- Born: May 5, 1895 Kraków, Grand Duchy of Cracow, Austro-Hungarian Empire
- Died: 1956 (aged 61) Vienna, Austria
- Occupation: Businessman
- Known for: Factory manager of Oskar Schindler who assisted him with his rescue activity

= Abraham Bankier =

Polish-born businessman and Holocaust survivor (1895–1956)

Abraham Bankier (May 5, 1895 – 1956) was a Polish-born Jewish businessman and Holocaust survivor who assisted Oskar Schindler in his rescue activities and worked as his factory manager.

== Life ==
Bankier was born in Kraków, then a part of Austria-Hungary, on May 5, 1895, to an observant Jewish family.
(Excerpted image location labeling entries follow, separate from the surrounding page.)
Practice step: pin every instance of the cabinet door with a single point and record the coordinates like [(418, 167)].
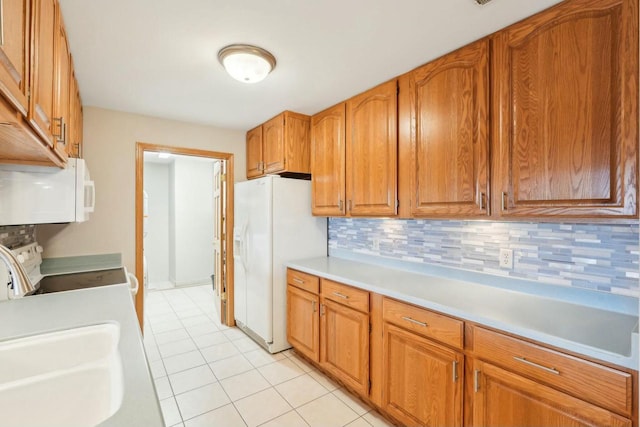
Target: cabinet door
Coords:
[(63, 79), (14, 52), (42, 103), (450, 141), (303, 325), (422, 380), (372, 150), (328, 162), (344, 344), (502, 398), (566, 88), (273, 137), (254, 153)]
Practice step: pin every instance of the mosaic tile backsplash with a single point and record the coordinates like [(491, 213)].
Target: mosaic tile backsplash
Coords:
[(596, 257), (14, 236)]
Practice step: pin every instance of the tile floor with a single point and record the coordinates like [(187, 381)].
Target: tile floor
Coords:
[(208, 374)]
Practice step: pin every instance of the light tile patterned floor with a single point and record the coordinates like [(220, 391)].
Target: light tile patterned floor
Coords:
[(207, 374)]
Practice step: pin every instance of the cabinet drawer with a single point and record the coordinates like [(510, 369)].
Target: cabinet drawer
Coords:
[(304, 281), (424, 322), (346, 295), (604, 386)]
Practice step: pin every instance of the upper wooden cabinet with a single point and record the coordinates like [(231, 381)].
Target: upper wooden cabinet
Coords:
[(43, 73), (283, 148), (255, 166), (566, 112), (14, 52), (449, 143), (371, 151), (328, 162)]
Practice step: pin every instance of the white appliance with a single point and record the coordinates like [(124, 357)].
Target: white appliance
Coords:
[(40, 194), (273, 225)]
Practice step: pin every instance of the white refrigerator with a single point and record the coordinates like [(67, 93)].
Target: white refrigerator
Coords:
[(273, 225)]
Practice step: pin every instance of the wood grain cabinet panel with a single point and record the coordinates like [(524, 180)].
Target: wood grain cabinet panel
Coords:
[(255, 166), (503, 398), (422, 380), (566, 112), (449, 100), (43, 90), (372, 152), (344, 344), (328, 162), (303, 325), (14, 52)]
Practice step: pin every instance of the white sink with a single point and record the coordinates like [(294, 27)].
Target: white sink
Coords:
[(66, 378)]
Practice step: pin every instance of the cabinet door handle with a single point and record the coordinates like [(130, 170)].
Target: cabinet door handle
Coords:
[(417, 322), (553, 371)]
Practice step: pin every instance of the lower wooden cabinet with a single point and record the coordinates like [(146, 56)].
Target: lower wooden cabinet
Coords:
[(303, 322), (422, 382), (503, 398), (344, 344)]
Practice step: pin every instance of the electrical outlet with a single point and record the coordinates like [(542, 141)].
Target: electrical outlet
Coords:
[(506, 258), (375, 243)]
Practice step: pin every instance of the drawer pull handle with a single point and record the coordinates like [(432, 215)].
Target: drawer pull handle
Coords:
[(535, 365), (408, 319)]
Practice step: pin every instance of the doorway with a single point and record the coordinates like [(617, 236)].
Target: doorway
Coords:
[(216, 175)]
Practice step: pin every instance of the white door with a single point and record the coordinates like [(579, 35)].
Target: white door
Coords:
[(259, 256)]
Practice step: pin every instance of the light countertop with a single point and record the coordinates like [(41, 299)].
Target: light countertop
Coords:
[(608, 335), (57, 311)]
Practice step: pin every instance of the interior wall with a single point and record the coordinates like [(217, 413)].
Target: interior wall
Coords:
[(156, 240), (193, 200), (110, 151)]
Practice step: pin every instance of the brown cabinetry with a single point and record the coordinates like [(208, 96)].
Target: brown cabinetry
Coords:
[(565, 112), (279, 146), (422, 380), (449, 141), (372, 152), (503, 398), (328, 162), (14, 52)]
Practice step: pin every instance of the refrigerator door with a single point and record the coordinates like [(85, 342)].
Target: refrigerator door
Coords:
[(259, 290)]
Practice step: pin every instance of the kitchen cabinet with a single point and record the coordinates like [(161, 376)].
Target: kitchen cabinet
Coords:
[(344, 334), (503, 398), (303, 319), (371, 151), (255, 165), (423, 380), (565, 119), (43, 73), (281, 146), (328, 162), (62, 107), (14, 52), (449, 141)]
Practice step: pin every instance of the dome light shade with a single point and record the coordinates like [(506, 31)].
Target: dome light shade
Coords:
[(246, 63)]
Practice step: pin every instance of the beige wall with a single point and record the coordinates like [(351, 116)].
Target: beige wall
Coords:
[(110, 149)]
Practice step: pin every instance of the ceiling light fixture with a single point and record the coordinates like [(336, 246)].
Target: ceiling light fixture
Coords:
[(246, 63)]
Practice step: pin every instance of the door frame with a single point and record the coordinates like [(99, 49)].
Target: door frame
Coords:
[(141, 147)]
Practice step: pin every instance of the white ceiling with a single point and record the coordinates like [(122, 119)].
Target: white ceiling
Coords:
[(159, 57)]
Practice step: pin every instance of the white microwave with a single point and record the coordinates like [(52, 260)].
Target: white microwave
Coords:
[(44, 195)]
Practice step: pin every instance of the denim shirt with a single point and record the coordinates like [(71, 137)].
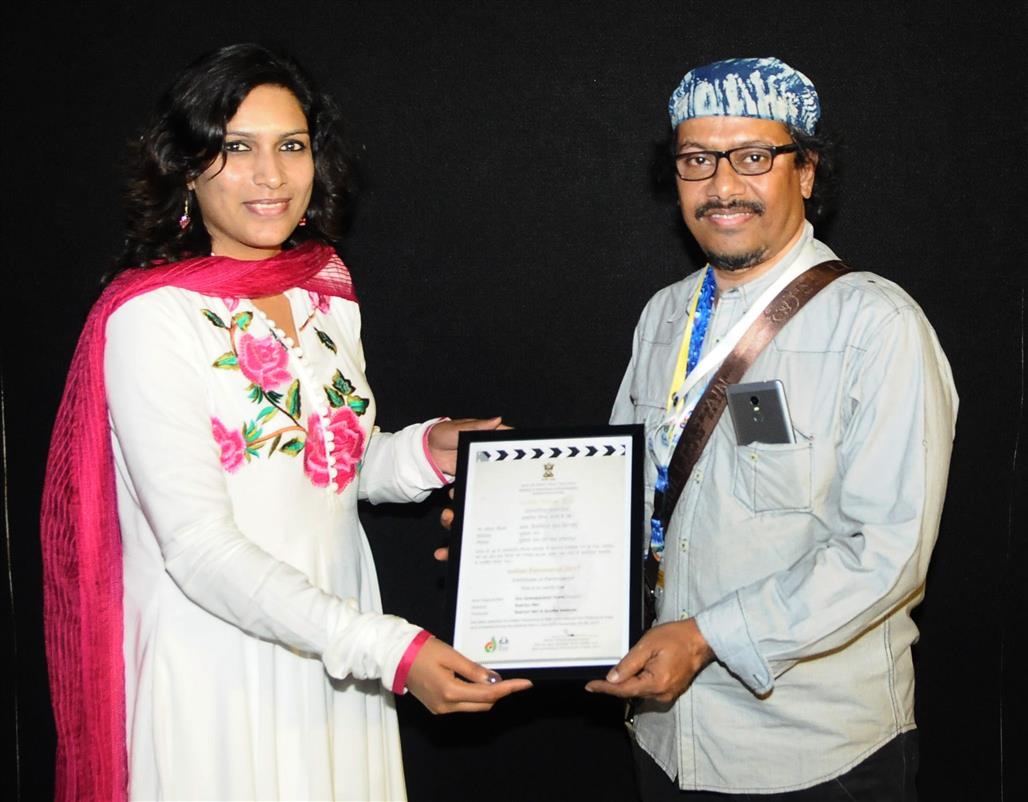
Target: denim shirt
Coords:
[(800, 561)]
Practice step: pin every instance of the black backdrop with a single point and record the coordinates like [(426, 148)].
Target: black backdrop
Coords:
[(504, 248)]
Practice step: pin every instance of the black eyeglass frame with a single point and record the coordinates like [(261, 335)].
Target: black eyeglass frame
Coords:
[(774, 150)]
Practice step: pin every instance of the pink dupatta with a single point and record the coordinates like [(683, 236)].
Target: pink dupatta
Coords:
[(81, 541)]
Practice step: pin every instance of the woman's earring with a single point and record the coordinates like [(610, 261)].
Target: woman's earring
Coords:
[(185, 219)]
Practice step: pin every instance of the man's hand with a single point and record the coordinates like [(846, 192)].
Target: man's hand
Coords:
[(661, 665), (435, 680), (442, 439)]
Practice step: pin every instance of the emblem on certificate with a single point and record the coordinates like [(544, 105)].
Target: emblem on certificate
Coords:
[(547, 557)]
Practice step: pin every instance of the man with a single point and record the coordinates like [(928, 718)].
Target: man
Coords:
[(780, 662)]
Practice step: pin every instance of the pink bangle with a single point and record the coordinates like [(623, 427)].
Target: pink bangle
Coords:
[(428, 452), (400, 680)]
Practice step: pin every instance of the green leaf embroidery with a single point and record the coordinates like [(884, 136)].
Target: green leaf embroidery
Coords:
[(214, 319), (293, 399), (292, 447), (251, 432), (227, 361), (243, 319), (326, 340), (358, 404), (341, 384), (335, 398)]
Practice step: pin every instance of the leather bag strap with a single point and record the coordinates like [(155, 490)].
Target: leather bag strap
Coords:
[(711, 404)]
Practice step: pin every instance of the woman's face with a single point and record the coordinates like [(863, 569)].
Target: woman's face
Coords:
[(252, 202)]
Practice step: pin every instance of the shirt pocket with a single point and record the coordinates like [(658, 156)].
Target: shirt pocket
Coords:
[(775, 477)]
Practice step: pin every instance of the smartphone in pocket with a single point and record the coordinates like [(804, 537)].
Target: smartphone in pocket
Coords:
[(760, 412)]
Prior to World War II, Bankier was one of the owners of the Rekord Ltd. (Note: The full name of the company was Pierwsza Małopolska Fabryka Naczyń Emaliowanych i Wyrobów Blaszanych "Rekord".) factory on Lipowa street in Kraków, Poland, that Oskar Schindler took over during the Nazi occupation of Poland. Schindler then employed Bankier to manage the factory, which was renamed Deutsche Emailwarenfabrik Oskar Schindler (German Enamelware Factory Oskar Schindler), called "Emalia" for short. Bankier was able to leverage black market dealings with extra scrap metal to bring additional Jews to work at the factory, thereby giving them temporary reprieve from deportations and from the dangers of Kraków Ghetto (and after the closure of the ghetto, the Kraków-Płaszów concentration camp), thus ultimately saving many lives.

Bankier himself was saved by Schindler when, having forgotten his employment pass, he and some other Emalia workers were put on a train destined for a Nazi extermination camp in eastern Poland. Schindler found them shortly before the train departed and was able to have them taken off the train.
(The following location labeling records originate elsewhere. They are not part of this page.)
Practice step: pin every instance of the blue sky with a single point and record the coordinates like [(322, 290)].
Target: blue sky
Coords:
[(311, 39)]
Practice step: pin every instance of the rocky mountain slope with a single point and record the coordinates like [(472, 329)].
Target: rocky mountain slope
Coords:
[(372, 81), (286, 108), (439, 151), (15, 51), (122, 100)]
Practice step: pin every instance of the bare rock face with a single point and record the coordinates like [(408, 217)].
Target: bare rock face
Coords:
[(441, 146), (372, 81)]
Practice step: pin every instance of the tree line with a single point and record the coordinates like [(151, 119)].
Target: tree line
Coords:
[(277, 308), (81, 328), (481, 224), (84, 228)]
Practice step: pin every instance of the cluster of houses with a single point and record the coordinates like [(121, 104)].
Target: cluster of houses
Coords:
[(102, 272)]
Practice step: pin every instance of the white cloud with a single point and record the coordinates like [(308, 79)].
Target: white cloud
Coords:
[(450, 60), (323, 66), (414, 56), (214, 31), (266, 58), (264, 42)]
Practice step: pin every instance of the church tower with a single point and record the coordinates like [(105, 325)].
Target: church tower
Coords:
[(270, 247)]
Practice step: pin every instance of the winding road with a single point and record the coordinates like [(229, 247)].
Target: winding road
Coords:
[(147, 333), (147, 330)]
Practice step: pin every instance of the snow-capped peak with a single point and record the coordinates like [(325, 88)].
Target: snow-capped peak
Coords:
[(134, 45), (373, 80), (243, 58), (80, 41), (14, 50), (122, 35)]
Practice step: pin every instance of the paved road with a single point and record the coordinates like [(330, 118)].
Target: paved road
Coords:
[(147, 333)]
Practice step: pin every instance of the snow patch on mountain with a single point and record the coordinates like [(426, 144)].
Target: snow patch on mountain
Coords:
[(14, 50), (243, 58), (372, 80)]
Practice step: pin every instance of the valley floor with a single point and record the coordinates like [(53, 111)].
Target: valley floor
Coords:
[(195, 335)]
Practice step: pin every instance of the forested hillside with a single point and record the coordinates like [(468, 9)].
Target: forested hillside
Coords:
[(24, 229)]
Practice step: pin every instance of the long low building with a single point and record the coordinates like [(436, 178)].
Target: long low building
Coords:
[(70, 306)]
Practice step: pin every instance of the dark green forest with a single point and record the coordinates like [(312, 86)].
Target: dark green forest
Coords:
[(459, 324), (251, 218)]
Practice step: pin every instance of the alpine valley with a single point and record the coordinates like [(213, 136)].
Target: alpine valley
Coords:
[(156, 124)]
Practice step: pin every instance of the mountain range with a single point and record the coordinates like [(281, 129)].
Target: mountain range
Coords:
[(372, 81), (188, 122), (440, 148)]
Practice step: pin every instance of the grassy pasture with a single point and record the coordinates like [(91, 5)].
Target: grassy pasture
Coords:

When Thomas Keneally's 1982 novel Schindler's Ark was adapted into the movie Schindler's List, Bankier's role was combined, along with those of Itzhak Stern and Mietek Pemper, into the composite character "Itzhak Stern". This was a distortion, most likely caused by the fact that most of Keneally's and Spielberg's historical witnesses knew Schindler from his subsequent time in Brünnlitz, not in Kraków, where most of the film transpired and Bankier did much of his work. According to American Holocaust historian David M. Crowe, "Bankier's skills as a businessman and a black marketeer provided Oskar Schindler with the vast resources he needed to hire, house, feed, transfer, and save hundreds of Jewish workers."

Bankier died in 1956 in Vienna, Austria, at the Vienna South Train Station, of his third heart attack.